CAR T Progress: Global Submissions for Kymriah, 42% Ongoing Response With Yescarta in ZUMA-1 Patients
Surabhi Dangi-Garimella, PhD
Coverage from the 59th Annual Meeting and Exposition of the American Society of Hematology, December 9-12, 2017.
A much-anticipated session on the second day of the 59th Annual Meeting and Exposition of the American Society of Hematology (ASH) in Atlanta, Georgia, provided long-term
updates on trials evaluating 2 chimeric antigen receptor (CAR) T-cell treatments: tisagenlecleucel, or CTL019 (Kymriah), for the treatment of adult relapsed/refractory diffuse large B-cell lymphoma (r/r DLBCL), and axicabtagene ciloleucel (Yescarta), which was evaluated in patients with refractory aggressive non-Hodgkin lymphoma (NHL).
Tisagenlecleucel was the first CAR T-cell treatment to be approved in certain pediatric and young adult patients with B-cell precursor acute lymphoblastic leukemia. Results from
the single-arm, open-label, multicenter, global, pivotal phase 2 JULIET trial of CTL019 in adults with r/r DLBCL were presented by Stephen Schuster, MD, professor, Division of Hematology/Oncology, Perelman School of Medicine, University of Pennsylvania.1 Conducted in 27 study centers located in 10 countries around the world, the CAR T cells were manufactured in the United States and Germany.

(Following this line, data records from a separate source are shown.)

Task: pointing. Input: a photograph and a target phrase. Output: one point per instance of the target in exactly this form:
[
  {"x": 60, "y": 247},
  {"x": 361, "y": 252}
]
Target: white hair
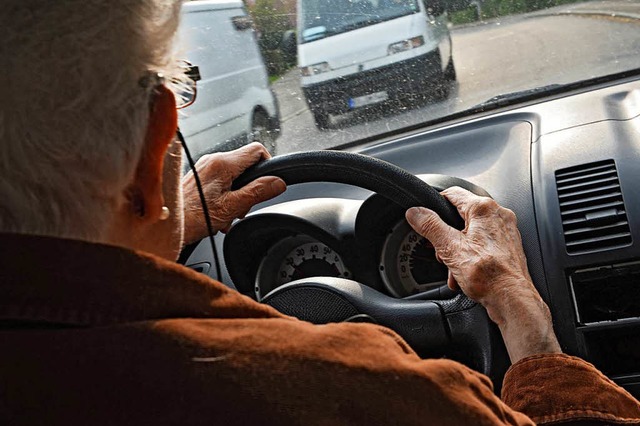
[{"x": 73, "y": 114}]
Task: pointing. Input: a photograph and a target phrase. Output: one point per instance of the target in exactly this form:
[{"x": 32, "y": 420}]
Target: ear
[{"x": 146, "y": 190}]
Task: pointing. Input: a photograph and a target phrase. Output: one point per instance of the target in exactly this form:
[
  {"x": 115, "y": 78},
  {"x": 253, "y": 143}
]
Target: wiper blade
[{"x": 520, "y": 95}]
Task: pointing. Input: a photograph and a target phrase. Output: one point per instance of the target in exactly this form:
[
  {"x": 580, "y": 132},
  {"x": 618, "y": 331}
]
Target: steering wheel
[{"x": 457, "y": 328}]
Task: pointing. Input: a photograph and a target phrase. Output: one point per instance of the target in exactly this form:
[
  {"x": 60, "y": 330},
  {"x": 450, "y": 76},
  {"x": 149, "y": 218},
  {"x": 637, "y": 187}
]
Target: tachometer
[
  {"x": 311, "y": 260},
  {"x": 408, "y": 263},
  {"x": 295, "y": 258}
]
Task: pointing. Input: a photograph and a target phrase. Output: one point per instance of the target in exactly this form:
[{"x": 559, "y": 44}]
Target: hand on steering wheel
[{"x": 217, "y": 172}]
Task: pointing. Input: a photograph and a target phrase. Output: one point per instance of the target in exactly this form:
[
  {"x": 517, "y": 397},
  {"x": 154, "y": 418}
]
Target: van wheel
[
  {"x": 260, "y": 132},
  {"x": 450, "y": 71},
  {"x": 321, "y": 119}
]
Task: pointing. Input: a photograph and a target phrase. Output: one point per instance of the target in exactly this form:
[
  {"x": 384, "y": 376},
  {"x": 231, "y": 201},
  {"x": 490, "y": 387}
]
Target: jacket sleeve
[{"x": 558, "y": 388}]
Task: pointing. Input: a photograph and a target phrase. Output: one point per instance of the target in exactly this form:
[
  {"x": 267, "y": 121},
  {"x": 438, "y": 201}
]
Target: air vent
[{"x": 593, "y": 213}]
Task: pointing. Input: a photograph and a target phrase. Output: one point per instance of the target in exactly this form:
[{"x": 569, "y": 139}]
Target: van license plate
[{"x": 373, "y": 98}]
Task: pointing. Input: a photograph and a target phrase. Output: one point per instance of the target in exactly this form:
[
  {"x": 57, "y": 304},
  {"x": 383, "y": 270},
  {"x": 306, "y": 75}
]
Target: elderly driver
[{"x": 101, "y": 326}]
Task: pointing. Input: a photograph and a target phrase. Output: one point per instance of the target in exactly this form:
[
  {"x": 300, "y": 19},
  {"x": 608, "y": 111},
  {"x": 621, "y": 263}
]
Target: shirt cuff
[{"x": 552, "y": 388}]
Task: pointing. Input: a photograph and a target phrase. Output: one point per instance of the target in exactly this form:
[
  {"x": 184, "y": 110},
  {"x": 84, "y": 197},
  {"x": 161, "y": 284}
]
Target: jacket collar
[{"x": 77, "y": 283}]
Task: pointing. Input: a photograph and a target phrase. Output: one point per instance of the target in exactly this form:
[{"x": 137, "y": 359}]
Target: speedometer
[
  {"x": 294, "y": 258},
  {"x": 311, "y": 260},
  {"x": 408, "y": 263}
]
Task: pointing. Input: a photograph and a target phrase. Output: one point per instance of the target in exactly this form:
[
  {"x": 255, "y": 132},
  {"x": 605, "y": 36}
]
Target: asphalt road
[{"x": 516, "y": 53}]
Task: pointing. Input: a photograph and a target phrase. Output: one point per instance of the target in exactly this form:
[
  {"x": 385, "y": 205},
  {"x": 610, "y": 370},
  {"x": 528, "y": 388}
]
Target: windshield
[
  {"x": 318, "y": 74},
  {"x": 323, "y": 18}
]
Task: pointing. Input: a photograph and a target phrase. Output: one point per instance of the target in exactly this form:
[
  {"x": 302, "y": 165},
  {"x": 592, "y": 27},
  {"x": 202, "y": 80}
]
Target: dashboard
[{"x": 566, "y": 165}]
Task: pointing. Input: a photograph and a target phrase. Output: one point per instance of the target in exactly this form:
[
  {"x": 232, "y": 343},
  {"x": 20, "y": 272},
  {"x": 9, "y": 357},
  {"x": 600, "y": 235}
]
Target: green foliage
[
  {"x": 270, "y": 24},
  {"x": 496, "y": 8}
]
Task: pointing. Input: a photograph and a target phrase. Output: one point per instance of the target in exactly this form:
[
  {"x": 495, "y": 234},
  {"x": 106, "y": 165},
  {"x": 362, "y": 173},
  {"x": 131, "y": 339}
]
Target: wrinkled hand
[
  {"x": 486, "y": 260},
  {"x": 217, "y": 172}
]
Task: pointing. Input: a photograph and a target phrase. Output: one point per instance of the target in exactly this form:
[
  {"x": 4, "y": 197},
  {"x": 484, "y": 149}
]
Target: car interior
[
  {"x": 564, "y": 157},
  {"x": 567, "y": 165}
]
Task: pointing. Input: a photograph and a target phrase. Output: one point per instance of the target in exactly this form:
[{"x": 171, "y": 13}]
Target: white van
[
  {"x": 355, "y": 53},
  {"x": 234, "y": 103}
]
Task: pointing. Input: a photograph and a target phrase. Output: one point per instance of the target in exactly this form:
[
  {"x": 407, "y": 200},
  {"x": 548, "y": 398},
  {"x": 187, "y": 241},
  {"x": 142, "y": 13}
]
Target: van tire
[
  {"x": 321, "y": 119},
  {"x": 261, "y": 131},
  {"x": 450, "y": 72}
]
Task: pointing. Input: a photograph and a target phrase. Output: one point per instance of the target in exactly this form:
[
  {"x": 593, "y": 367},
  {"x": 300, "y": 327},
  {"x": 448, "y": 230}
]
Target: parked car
[
  {"x": 354, "y": 54},
  {"x": 235, "y": 104}
]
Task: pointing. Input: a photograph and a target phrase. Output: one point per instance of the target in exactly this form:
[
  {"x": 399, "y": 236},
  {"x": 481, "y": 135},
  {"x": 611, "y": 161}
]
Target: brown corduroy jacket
[{"x": 99, "y": 335}]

The primary objective was met at the interim analysis, with the best overall response rate (ORR) of 59%, Schuster reminded the audience. His presentation provided results from the primary analysis of JULIET data, with the primary endpoint defined as best ORR (complete response [CR] + partial response [PR]) per independent review committee.
Eligibility criteria for JULIET included age 18 or older with r/r DLBCL, progression after receiving at least 2 lines of chemotherapy, and ineligible for or failed autologous stem cell transplant. Shuster shared a flow chart depicting the study status for JULIET, which had a data cutoff of March 8, 2017. Of the 147 patients who initially enrolled in the trial, 43 patients left the trial prior to infusion and 5 were pending infusion. Of the 99 who received a single CTL019 infusion, 81 were evaluable for response, 89 had received bridging chemotherapy, and 92 had received lymphodepleting chemotherapy (73% received fludarabine 25 mg/m2 and cyclophosphamide 250 mg/m2/day for 3 days; 19% received bendamustine 90 mg/m2/day for 2 days).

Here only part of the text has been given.